FIGURE 3.

RKIP lacking amino acids 143–146 has a high propensity for dimerization and GRK2 binding. A and B, immunoprecipitation (IP) of wild-type FLAG-RKIP (wt) or FLAG-RKIP^Δ143–146 (RKIP^Δ143–6) from lysates of HEK293 cells treated with TPA (1 μm, 5 min) as indicated.
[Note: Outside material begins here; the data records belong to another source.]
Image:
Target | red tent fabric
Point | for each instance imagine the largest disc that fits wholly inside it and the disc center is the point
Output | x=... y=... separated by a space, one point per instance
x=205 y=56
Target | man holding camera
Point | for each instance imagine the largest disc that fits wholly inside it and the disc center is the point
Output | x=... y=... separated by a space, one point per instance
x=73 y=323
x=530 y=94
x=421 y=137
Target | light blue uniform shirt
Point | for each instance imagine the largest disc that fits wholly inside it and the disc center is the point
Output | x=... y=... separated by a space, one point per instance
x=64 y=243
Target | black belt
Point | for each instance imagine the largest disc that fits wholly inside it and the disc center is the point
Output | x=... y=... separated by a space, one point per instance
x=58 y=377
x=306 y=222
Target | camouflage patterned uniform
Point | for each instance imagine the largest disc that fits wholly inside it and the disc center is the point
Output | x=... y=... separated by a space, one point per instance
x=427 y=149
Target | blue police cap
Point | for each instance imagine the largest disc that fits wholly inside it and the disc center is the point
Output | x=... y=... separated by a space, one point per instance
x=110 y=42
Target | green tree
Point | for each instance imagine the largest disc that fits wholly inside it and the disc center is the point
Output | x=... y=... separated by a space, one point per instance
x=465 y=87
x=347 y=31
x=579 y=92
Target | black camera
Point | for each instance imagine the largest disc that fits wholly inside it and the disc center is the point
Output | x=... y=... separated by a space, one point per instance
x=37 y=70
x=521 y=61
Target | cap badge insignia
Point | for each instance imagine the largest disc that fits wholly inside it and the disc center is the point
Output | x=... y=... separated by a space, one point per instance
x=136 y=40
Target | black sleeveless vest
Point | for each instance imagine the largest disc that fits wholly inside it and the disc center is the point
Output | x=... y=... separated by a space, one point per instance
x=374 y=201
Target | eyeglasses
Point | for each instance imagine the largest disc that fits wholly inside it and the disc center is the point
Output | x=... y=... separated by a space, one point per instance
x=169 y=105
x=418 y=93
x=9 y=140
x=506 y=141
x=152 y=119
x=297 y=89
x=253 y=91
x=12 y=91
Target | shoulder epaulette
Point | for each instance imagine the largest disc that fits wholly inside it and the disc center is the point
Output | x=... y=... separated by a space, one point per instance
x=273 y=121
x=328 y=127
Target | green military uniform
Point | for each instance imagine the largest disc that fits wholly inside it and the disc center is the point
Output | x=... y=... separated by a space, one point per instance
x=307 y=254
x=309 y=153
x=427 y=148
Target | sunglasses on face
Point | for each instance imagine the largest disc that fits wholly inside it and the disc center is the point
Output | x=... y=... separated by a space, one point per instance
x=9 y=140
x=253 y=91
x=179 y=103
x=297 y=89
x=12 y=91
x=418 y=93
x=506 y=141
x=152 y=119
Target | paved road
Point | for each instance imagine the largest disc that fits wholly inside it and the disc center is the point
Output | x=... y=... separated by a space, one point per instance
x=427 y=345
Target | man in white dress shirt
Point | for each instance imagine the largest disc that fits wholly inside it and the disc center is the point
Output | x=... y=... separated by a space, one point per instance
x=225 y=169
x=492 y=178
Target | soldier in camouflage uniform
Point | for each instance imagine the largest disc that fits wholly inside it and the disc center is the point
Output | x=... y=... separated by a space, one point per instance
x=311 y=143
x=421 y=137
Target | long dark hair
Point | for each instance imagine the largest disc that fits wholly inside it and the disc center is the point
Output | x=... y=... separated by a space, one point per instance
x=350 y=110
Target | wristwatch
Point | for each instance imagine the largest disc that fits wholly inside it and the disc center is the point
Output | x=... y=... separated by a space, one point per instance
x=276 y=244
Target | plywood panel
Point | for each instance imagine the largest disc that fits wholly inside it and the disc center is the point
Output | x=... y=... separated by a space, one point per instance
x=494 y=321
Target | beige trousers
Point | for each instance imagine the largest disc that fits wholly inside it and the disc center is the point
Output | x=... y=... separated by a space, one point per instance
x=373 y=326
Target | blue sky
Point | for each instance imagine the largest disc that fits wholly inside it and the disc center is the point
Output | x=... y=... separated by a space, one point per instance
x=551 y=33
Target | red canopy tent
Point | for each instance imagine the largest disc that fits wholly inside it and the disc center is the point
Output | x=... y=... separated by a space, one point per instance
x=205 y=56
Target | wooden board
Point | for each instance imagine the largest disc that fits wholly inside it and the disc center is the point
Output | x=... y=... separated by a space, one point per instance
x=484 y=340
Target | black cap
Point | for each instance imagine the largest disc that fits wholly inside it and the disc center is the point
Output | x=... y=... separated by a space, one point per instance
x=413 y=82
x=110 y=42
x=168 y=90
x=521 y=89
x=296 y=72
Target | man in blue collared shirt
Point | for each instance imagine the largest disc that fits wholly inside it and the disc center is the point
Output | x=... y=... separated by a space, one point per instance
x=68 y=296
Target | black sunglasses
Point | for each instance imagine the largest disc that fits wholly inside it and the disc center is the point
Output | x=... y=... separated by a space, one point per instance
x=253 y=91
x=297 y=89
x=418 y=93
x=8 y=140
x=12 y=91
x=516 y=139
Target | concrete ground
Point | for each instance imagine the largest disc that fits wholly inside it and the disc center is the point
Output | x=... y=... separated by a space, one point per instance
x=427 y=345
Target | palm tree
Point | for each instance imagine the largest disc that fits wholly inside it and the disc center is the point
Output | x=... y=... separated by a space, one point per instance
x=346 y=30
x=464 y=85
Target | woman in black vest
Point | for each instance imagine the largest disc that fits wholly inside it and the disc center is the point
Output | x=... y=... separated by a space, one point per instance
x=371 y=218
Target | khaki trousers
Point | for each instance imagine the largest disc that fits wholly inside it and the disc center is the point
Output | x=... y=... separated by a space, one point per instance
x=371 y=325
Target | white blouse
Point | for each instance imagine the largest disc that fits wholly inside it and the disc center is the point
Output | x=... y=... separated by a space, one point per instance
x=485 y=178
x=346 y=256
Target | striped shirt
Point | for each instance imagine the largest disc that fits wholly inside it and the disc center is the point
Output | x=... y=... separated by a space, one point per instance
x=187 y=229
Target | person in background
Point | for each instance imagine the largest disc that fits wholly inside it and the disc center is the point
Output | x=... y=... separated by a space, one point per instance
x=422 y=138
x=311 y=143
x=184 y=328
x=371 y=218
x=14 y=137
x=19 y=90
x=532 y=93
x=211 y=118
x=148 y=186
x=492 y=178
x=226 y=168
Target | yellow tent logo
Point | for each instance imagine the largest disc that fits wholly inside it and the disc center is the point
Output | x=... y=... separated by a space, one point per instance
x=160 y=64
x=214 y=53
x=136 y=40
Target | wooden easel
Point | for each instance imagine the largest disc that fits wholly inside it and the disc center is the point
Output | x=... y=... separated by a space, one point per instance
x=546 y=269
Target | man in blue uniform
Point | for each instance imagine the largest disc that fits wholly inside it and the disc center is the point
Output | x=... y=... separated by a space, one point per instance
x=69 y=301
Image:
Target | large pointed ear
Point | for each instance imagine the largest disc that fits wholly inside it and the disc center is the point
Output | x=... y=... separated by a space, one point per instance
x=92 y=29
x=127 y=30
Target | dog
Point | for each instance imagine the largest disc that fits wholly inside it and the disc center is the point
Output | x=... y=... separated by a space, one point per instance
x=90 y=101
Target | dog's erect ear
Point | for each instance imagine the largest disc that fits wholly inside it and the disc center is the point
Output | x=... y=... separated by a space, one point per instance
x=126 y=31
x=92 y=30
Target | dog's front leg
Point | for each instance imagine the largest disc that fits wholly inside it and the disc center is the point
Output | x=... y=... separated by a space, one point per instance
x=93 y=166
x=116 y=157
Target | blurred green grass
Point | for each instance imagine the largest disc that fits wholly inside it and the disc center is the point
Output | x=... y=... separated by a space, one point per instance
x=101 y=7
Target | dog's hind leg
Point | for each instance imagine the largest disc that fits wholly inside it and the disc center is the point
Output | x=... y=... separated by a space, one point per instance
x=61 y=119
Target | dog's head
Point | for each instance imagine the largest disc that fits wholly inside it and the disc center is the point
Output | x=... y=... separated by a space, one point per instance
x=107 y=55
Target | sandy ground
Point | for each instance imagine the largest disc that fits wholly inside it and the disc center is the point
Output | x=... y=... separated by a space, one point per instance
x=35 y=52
Co-precipitated wild-type Myc-RKIP (A), Myc-RKIP^Δ143–146 (A), GRK2 (A), and Raf1 (B) were detected by Western blot analysis with the respective antibodies. The lower molecular mass of the deletion mutant RKIP^Δ143–146 is visible due to the usage of 17% (w/v) acrylamide SDS-PAGE gels. C, immunoblot analysis (IB) of the respective cell lysates of A with anti-pRKIP (Ser-153, S153) antibodies. D, immunoblot analysis of Ser-153 phosphorylation of overexpressed RKIP^Δ143–146 in HEK293 cells pretreated with either TPA (1 μm, 5 min) or bisindolylmaleimide I (GFX; 3 μm, 2 h) as indicated. E, immunoprecipitation of FLAG-RKIP^Δ143–146 from cells pretreated with either TPA (1 μm, 5 min) or GFX (3 μm, 2 h) as indicated with subsequent immunoblot analysis of co-immunoprecipitated Myc-RKIP^Δ143–146 or GRK2. n = 4–7 independent experiments.